Polymorphic record update

Niklas Broberg niklas.broberg at gmail.com
Tue Jan 24 03:31:21 EST 2006


On 1/23/06, Henrik Nilsson <nhn at cs.nott.ac.uk> wrote:

[snip lots of good stuff]

This suggestion would go a long way to alleviate the burden of
boiler-plate coding. It is a conservative extension, and it is
intuitive at that. Indeed I believe I have written code with the
suggested update mechanism many times without thinking on the type
mismatch (and been beaten on my fingers by the compiler of course).
:-)

> But we'd rather not have to write such functions by hand, just as
> we'd rather not write update functions by hand. Maybe the record
> update syntax could be extended so that the function that gets
> generated behind the scenes only includes constructors that
> does NOT mention a particular field. For example, the field
> name(s) that must not occur could be prefixed by "~" which suggests
> negation in some settings. It does not have this connotation in Haskell,
> but at least "~" is already a special symbol. We could then write:
>
>     foo :: T a -> T Int
>     foo x@(C1 {}) = x {f1 = 1}
>     foo x@(C2 {}) = x {f1 = 2}
>     foo x         = x {~f1}
>
> Now the code for "foo" only has to be changed if new constructors
> having a field "f1" are added.
>
> Of course, it should be possible to combine this with the normal
> record update syntax. E.g.
>
>     foo :: T a -> T Int
>     foo x@(C1 {}) = x {f1 = 1}
>     foo x@(C2 {}) = x {f1 = 2}
>     foo x         = x {~f1, f2 = f2 x + 1}

Is this really necessary? Adding '~' seems less intuitive to me than
just writing

     foo :: T a -> T Int
     foo x@(C1 {}) = x {f1 = 1}
     foo x@(C2 {}) = x {f1 = 2}
     foo x         = x

or
     foo x = x {f2 = f2 x + 1}

for the last example. From an implementor's point of view, if we
expect the proper coercions to be inferred by the type checker it
would still have to check that there are indeed no more fields than
other than 'f1' that mention the parameter 'a', and also that there
are no more constructors that mention 'f1'. Wouldn't it be just as
simple to assert that for all the fields that mention 'a', none of
these appear in any of the remaining constructors?

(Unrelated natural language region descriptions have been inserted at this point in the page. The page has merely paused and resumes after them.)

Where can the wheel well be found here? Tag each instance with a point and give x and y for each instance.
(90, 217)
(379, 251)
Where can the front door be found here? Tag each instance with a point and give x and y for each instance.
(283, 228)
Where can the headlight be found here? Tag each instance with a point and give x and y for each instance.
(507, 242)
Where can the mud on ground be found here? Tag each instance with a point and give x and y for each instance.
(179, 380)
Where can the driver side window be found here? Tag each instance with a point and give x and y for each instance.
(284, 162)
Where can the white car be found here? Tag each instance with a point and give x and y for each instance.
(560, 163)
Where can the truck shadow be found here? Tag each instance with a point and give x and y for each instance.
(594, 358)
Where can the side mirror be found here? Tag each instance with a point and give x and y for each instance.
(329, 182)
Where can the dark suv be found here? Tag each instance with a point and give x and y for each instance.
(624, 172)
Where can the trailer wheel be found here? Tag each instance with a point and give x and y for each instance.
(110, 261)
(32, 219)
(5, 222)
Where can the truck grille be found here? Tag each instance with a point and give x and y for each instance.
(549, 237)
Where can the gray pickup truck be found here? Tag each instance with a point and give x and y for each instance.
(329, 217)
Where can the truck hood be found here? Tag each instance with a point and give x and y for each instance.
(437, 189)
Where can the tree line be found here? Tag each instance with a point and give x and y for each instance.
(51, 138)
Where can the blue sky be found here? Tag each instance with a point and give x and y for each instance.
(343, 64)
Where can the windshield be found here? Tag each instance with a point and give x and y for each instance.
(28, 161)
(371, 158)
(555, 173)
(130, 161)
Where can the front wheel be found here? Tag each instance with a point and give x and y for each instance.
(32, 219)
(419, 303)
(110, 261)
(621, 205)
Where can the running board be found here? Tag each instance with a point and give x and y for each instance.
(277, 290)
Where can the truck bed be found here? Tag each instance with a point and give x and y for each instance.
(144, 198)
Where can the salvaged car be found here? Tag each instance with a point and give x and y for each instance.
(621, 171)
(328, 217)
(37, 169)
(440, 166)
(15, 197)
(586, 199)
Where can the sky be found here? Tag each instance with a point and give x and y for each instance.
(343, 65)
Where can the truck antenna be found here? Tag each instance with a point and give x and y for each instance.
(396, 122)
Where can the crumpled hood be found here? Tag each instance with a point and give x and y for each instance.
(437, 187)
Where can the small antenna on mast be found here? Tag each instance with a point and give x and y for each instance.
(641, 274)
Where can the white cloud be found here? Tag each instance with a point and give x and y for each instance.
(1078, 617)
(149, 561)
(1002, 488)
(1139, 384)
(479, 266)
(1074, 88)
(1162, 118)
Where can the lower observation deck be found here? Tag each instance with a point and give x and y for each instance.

On the other hand pattern matching would certainly be more expressive
if '~' is added, so perhaps adding it has merit of its own. If we
write

     foo :: T a -> T Int
     foo x@(C1 {}) = x {f1 = 1}
     foo x@(C2 {}) = x {f1 = 2}
     foo x         = x {~f1}

there could still be more constructors in T a that do mention the 'f1'
field, but there is no matching clause for them in the definition of
'foo'. But I would see that as a second separate proposal, e.g. a
Proposal for Negation in Record Pattern Matching. Sure it would fit
very well with the Polymorphic record update discussed here, but I
would think they should be treated separately.